邹娟儿听罢却有些不赞同,她觉得现在邹时焰就在家吃独食,以后还能孝敬他爹娘?要是大堂哥和小堂弟离开村子,他们去哪里找那两人,到时候岂不是鸡飞蛋打?
不过邹娟儿也只是在心里想一想罢了,要是说出来准保会被她爹毒打,她可犯不上挑起她爹的怒火。
大堂哥虽然是个木头人,时常在她父母这里败下阵来,任由剥削,但他背后的唐小姐可不是善茬,她可记得对方是如何威胁她父母的。
不过风水轮流转,谁知道将来会怎样?如果自己嫁给一个达官贵人岂不是要比唐小姐还风光?
美滋滋的想着,邹娟儿也就忽略了不断飘来的菜香。
吃过饭,邹娟儿照例去小姐妹家里闲聊,经过河边时却发现岸上飘着一具尸体,她们村子在河的下游,此时那具尸体一路随着水流向下漂流,到了邹娟儿的位置时,正卡在岸边的一块大石头上。
邹娟儿当时被吓得哇哇乱叫,可这附近却没有几户人家,这个时间段也都在做饭,她这么大吼大叫却没有村民出来查看情况。
邹娟儿能感受到自己胸口处的砰砰的心跳声,她手脚冰凉,虚汗密布,双腿仿佛被灌了铅,竟是被吓得走不动道了。
慌不择路的想要离开此地却不妨踩在石头上而被扳倒,邹娟儿开始哭爹喊娘,浑身哆嗦得没有了力气。

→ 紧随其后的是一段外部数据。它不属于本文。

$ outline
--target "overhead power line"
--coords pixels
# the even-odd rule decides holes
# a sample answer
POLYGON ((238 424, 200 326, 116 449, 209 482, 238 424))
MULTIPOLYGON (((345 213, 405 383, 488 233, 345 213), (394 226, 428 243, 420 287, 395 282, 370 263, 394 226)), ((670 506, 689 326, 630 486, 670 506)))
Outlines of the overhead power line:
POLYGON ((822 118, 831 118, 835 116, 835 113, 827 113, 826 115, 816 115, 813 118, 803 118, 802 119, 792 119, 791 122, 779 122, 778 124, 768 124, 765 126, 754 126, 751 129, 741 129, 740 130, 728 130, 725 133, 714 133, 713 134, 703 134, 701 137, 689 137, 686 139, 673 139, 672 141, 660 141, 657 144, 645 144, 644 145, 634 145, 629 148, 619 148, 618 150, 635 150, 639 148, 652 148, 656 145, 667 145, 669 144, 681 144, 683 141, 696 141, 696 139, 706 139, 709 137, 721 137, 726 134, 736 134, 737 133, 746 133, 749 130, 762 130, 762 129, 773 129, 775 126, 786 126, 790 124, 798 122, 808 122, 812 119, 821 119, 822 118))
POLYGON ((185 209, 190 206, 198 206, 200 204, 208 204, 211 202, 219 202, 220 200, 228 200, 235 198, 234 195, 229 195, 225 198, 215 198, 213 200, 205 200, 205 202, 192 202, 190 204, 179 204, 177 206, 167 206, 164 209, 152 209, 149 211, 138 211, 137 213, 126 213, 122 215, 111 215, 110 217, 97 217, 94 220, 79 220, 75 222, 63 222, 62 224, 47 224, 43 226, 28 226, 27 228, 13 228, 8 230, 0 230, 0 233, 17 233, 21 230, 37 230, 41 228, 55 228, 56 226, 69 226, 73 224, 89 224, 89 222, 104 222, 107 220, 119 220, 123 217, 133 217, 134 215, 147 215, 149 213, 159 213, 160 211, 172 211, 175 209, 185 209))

“咳咳咳……”男人的咳嗽声响起,邹娟儿瞪大了眼睛,心里想,“完了,诈尸了,他不会要吃了我吧!”
一颗心沉到了谷底,邹娟儿背对着尸体,将头狠狠地埋在地上,小声嘀咕道,“不要过来,不要过来,不要过来呀,各路天神佛祖菩萨,可一定要保佑我啊!”
她在祈求各路神佛保佑,那边的声音却一直没有停歇,直到有脚步声从村子里的方向传来。
“大哥,我们这个时候走会不会被发现啊?”邹时初担忧地问道,他背着一个小包裹,那里面有他挚爱的玩具和物品。

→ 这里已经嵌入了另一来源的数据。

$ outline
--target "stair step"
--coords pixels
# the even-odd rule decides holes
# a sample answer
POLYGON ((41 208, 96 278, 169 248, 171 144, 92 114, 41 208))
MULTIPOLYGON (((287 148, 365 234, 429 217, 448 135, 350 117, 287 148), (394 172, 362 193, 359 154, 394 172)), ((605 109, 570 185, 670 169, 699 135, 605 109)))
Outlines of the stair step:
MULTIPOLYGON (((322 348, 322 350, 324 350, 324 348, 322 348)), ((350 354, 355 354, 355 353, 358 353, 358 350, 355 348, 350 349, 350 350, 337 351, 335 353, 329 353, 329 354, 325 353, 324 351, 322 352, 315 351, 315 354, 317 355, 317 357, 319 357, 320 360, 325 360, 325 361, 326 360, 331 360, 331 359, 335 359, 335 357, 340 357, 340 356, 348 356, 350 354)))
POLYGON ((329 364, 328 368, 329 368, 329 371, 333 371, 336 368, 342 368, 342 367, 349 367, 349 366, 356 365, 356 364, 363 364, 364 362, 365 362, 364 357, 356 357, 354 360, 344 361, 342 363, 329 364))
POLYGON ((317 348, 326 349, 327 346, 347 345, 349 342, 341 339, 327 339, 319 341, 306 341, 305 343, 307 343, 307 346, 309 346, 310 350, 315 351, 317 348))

邹时初领着邹时初,身上也是大包小包的背着不少家当,听到邹时初的担忧,他解释道,“放心吧,咱们这个时候走才是最明智的,天亮时容易被村几里人看到,天黑时城里也宵禁了,咱们进不去,现在家家户户都在吃饭,咱们走的正是时候。”
熟悉的声音传来,邹娟儿忍不住一怔,强迫着自己转过头看向村口,邹时焰兄弟两人的身影正映在她的双眸中。
“大堂哥,小堂弟,快救救我啊!”一声凄厉的尖叫声传来,邹时初不由得打了个哆嗦。
“哥哥,这声音怎么这么熟悉呢?”邹时初问道。
“我也觉得有些熟悉。”邹时焰还在回想着这是谁的声音,邹时初早已眼尖的看见不远处趴在地上的邹娟儿。

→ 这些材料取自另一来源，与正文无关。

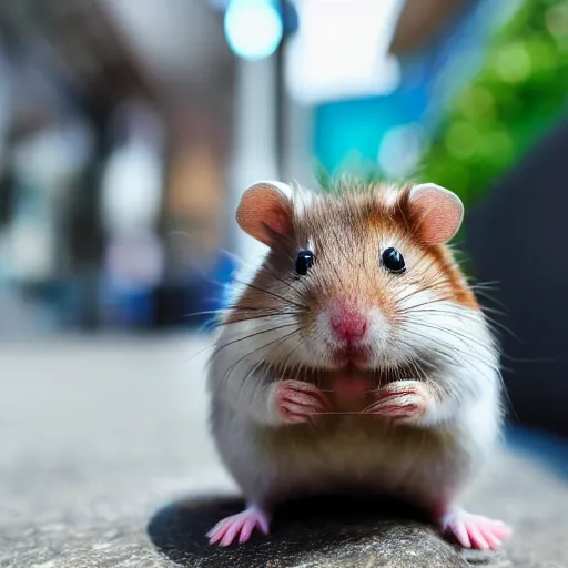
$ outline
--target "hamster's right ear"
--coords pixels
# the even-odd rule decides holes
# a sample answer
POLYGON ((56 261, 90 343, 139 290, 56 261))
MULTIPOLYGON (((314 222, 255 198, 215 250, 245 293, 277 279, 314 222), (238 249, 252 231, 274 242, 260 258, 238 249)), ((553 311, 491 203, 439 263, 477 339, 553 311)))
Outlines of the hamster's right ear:
POLYGON ((277 235, 292 234, 292 202, 284 187, 275 182, 255 183, 243 193, 236 210, 239 226, 267 246, 277 235))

“哥哥,你快看,那不是堂姐嘛!”邹时初指着不远处的河边道。
邹时焰定眸一看,衣服的颜色款式很像邹娟儿经常穿的那件,他快步向前走去,想要看看发生了什么。
“哥哥。”邹时初突然拽着他的衣袖,脸上犹豫不决,满是挣扎。
邹时焰很快会意了邹时初的纠结,他握紧邹时初的小手,意味深长的说道,“初儿,不管发生过什么,那是一条生命。”
说完便松开邹时初的手,快步向前跑去。
邹时初在后面小跑追着,很快也到了邹娟儿面前。
“大堂哥,你来了,快救救我,那块石头上诈尸了!”
邹娟儿此刻好奇用尽了全身力气,气喘吁吁的样子竟然比跑步前来的邹时焰还要虚弱。